Several times lately I watched the kids chasing ghost crabs at night, which is very fun with flashlights on the beach. The crabs are quite speedy and will disappear in a crab hole in a second. I saw plastic buckets with many of them, and had to wonder what the heck they were going to do to those poor crabs, but paid it no mind.
But then an observant friend noted how small they were compared to many years ago, when a respectable "sand crab" was at least two inches across the shell. They sure seem to be getting small these days, don't they?
Maybe that says something about our beach, and maybe all those kids as well (I have to admit, the new LED lights are cool).

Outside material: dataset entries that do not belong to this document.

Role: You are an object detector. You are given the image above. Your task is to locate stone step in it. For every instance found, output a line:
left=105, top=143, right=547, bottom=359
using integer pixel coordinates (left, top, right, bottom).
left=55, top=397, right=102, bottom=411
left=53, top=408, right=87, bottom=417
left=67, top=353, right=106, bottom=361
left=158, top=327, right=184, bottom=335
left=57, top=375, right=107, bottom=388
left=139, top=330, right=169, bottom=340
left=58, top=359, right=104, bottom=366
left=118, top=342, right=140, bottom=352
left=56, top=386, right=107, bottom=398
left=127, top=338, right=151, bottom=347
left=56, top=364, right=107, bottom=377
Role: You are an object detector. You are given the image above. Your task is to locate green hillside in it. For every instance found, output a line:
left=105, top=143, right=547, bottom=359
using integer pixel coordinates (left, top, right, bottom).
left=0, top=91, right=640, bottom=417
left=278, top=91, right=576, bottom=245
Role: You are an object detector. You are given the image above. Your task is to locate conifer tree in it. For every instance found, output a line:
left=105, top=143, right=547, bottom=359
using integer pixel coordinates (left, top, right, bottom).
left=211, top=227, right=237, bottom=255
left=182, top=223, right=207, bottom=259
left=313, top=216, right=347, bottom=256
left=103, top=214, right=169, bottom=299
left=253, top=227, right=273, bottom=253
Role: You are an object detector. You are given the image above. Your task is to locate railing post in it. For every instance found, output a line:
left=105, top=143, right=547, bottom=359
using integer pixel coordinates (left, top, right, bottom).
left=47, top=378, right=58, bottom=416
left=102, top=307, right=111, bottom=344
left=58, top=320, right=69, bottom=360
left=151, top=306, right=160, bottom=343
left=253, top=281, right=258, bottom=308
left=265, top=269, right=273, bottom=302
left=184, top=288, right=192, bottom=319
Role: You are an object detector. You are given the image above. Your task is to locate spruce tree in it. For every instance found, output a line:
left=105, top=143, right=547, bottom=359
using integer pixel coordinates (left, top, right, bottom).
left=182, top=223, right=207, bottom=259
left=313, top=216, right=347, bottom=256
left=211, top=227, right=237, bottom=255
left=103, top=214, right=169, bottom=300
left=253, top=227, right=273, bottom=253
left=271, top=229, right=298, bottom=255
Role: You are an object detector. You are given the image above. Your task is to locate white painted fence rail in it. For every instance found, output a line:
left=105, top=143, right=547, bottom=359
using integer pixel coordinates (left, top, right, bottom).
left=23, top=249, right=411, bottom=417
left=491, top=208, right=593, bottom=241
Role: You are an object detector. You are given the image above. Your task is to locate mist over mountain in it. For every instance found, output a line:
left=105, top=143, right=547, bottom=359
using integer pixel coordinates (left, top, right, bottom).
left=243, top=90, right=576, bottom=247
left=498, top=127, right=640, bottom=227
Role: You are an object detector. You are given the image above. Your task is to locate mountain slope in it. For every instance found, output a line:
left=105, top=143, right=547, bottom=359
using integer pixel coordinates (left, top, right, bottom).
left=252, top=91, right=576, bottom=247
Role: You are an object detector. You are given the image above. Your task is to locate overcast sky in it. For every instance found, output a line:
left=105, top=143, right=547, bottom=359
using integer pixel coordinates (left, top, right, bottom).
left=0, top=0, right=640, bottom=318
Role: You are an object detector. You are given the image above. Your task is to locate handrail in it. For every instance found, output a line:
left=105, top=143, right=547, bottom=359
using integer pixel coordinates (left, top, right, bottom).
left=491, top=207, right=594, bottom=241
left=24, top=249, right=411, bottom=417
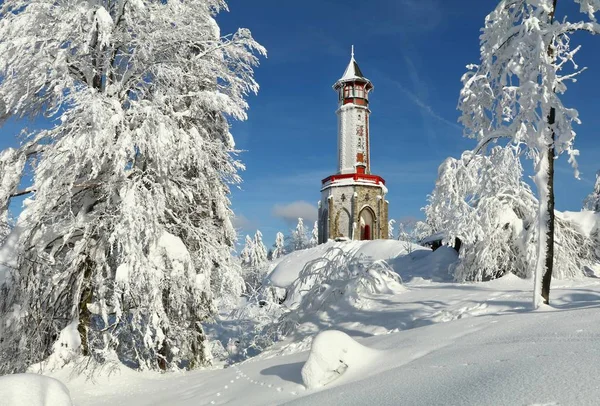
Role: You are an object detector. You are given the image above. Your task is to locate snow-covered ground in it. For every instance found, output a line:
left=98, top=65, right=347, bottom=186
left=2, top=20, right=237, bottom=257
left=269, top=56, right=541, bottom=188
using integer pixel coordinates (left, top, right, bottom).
left=27, top=242, right=600, bottom=406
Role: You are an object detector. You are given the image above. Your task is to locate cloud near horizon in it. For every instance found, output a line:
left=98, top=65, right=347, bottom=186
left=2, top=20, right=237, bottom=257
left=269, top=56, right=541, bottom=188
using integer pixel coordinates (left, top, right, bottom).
left=272, top=200, right=318, bottom=226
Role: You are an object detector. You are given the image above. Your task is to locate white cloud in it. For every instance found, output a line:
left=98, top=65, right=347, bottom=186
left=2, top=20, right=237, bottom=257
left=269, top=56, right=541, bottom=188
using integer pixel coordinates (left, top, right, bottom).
left=233, top=214, right=258, bottom=232
left=272, top=200, right=318, bottom=226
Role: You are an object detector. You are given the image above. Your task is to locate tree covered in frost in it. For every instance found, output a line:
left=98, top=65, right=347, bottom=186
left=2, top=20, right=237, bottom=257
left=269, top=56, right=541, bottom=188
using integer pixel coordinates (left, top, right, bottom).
left=0, top=0, right=264, bottom=373
left=289, top=217, right=308, bottom=251
left=388, top=219, right=396, bottom=240
left=425, top=147, right=537, bottom=281
left=425, top=146, right=595, bottom=282
left=308, top=221, right=319, bottom=248
left=271, top=231, right=285, bottom=260
left=240, top=230, right=268, bottom=295
left=583, top=171, right=600, bottom=212
left=459, top=0, right=600, bottom=307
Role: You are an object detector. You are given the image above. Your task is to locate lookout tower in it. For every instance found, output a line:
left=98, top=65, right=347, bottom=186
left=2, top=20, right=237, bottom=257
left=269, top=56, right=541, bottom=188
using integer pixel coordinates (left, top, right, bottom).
left=319, top=47, right=388, bottom=243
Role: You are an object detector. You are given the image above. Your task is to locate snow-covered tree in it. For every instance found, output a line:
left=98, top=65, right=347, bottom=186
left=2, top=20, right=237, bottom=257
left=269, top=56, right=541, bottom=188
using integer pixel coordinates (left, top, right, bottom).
left=388, top=219, right=396, bottom=240
left=240, top=235, right=254, bottom=266
left=583, top=171, right=600, bottom=212
left=397, top=218, right=432, bottom=244
left=271, top=232, right=285, bottom=260
left=240, top=230, right=268, bottom=295
left=252, top=230, right=267, bottom=266
left=308, top=221, right=319, bottom=248
left=459, top=0, right=600, bottom=307
left=425, top=146, right=594, bottom=282
left=291, top=217, right=308, bottom=251
left=0, top=0, right=264, bottom=373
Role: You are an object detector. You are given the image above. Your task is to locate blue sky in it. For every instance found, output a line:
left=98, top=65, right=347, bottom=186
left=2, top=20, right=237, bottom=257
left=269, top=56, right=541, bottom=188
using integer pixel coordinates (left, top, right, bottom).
left=0, top=0, right=600, bottom=244
left=220, top=0, right=600, bottom=246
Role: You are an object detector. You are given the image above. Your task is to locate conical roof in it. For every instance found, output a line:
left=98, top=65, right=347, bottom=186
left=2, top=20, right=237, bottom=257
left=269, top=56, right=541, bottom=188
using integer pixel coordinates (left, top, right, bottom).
left=333, top=45, right=373, bottom=89
left=340, top=55, right=365, bottom=80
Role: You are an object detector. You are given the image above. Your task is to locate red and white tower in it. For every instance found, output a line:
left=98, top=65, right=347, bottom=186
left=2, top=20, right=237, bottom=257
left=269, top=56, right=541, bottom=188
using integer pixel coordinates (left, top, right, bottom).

The little I know about ghost crabs is fascinating, such as they hide all day from the sun and predators but have to feed and drink at night; their burrows may be up to four feet long and are usually at a 45-degree angle such as into a dune. As part of the dune ecosystem, they reflect the overall health of the beach including its nutrient load, maintenance that can disturb their burrows, and predation from ... I think it's mostly the kids.
It is only befitting that "crabby the anti-litter mascot" could well be a ghost crab. Surely it is not a nasty land crab from the bayside!